How do you eat an elephant? In small chunks, of course! Joking aside, achieving big goals in life is much the same. It has to be handled in small parts. Here, we look at goal setting to achieve those big targets. Whilst it may appear that this article is aimed at those who desire success on the international stage, these principles can be applied to wanting to compete for your region and in fact, all aspects of your life.
Every January we start to think about our resolutions and goals for the year ahead. These are often trying to be healthier, losing few pounds, exercising and eating better and becoming a better version of ourselves. In sport, they could be representing a team or country.
We often fix on where we want to be – to look better, fit into summer clothes, to be at the European Championships. We do this, rather than focussing on the journey to meet our goals. Without working out the journey or working out what we need to do, we’re often left making excuses and quite often we don’t achieve the success/results we set.
We don’t look around and reach out to seek the right support to help us on our journey. This is because we don’t fully recognise the journey and what needs to be undertaken. The impact of not reaching out and getting the right support is that, maybe we are going in the wrong direction or even getting lost. A strong support system needs to be used to assist us in achieving those goals.
So, what are the strategies to reach out?
Find the right people that can help you grow as a person and as a fencer. You can’t travel the journey alone – you will need sparring partners. Not only on the piste but sometimes you should listen to what others have to say about your ideas and/or your development need. Talking through a big fight and your concerns with a teammate can lead to a breakthrough faster than mulling it over in your head. It takes trust and a focus for team competitions and developing trust in your teammate, who next week maybe your opponent. Working together with others can lead to greater achievements and it is also a lot more fun!
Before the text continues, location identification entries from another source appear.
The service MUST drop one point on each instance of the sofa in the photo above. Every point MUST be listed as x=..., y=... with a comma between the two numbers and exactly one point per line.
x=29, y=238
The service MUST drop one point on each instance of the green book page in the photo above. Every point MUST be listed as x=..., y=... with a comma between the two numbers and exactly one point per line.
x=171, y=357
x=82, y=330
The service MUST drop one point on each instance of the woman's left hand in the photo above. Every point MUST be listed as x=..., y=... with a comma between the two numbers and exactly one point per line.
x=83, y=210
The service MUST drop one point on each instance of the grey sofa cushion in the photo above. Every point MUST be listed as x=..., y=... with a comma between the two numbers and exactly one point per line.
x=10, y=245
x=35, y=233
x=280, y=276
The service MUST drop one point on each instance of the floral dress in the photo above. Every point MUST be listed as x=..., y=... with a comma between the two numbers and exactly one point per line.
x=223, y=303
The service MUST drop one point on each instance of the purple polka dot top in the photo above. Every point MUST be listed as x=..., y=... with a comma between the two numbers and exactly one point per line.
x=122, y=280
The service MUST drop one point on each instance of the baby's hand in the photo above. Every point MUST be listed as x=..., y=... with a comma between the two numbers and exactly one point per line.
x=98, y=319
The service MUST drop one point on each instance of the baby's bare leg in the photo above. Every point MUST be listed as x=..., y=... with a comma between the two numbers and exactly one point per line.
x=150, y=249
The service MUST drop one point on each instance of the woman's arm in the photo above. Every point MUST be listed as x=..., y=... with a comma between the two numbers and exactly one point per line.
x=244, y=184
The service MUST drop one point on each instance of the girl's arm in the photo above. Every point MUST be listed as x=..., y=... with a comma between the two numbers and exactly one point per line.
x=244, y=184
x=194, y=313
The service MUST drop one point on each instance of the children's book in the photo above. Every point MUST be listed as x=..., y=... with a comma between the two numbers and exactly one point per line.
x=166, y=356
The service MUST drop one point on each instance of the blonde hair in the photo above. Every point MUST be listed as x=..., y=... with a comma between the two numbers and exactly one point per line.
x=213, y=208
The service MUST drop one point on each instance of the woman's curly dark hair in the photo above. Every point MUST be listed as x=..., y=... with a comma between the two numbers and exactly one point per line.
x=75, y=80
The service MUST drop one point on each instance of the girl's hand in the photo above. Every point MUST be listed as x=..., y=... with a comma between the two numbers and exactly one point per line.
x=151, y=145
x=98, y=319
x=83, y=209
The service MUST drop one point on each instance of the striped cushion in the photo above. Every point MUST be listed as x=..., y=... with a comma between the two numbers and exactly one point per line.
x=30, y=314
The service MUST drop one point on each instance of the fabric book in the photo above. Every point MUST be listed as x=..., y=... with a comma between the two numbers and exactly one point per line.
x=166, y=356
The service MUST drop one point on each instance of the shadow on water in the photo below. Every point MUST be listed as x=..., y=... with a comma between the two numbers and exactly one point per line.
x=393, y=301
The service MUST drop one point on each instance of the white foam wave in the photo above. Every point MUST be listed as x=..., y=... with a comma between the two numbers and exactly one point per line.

Don’t be afraid to ask for help
Always remember your network and know what your end goal is in that development phases because they might be the ones who will help you to get there. They might have a fresh perspective on different ways of reaching that goal but they might also be able to flag up meaningful opportunities that you can follow.
“If you’re not vocal about your goals, you’ll silently accept failure.”
Write it down
Writing it down makes it real. It makes the dreams tangible. The idea of goals and targets can seem far-off and intangible when they’re just floating around in your head.
Read Richie’s story
Richie McCaw (former New Zealand Rugby Union captain) talked about a significant conversation he had with his uncle.
It was held at McDonald’s in Timaru. McCaw had been selected for trials for the 1999 New Zealand under-19 squad and was showing his uncle the summer programme they had been given to keep fit.
Uncle Bigsy said, “Do you want to be an All Black?” McCaw answered in the affirmative, so a serviette was produced and the pair mapped out how he was going to achieve that goal.
While in his first year at Lincoln University studying Agricultural Science, McCaw wanted to make the New Zealand U19s and Canterbury U19s squads. The following year, he wanted to make the New Zealand Colts.
From there, he would make the Canterbury U21s team and following that, the Canterbury senior team.
They figured that after the 2003 World Cup a few players would head overseas and he would make the Crusaders and everything going to plan – making the All Blacks in 2004.
Uncle Bigsy didn’t stop there, making McCaw commit to being a Great All Black. McCaw couldn’t summon the courage to write it out in full, so he scribbled “G.A.B.” and then, under his uncle’s watchful eye, signed it and later pinned it to a cupboard back home in Kurow.
Given McCaw’s genius for openside flank play, the chances are he would have made it whatever the circumstances but Uncle Bigsy’s role should not be minimised. With McCaw’s signature, he had effectively signed his first contract, which owed everything to intrinsic motivation and nothing with monetary reward. McCaw first played for the All Blacks in 2001.
While committing your aspirations to paper may seem like a meaningless or insignificant step towards achieving them, doing so can be a symbolic motivator. Sharing your goals with family and friends may help to propel you forward in your journey.
We’re all in teams at home, social life, work, school and university, and whether we recognise it or not, our teams play a role in enabling us to do what we do. You could keep a record of your progress and then share these notes with your friends and colleagues?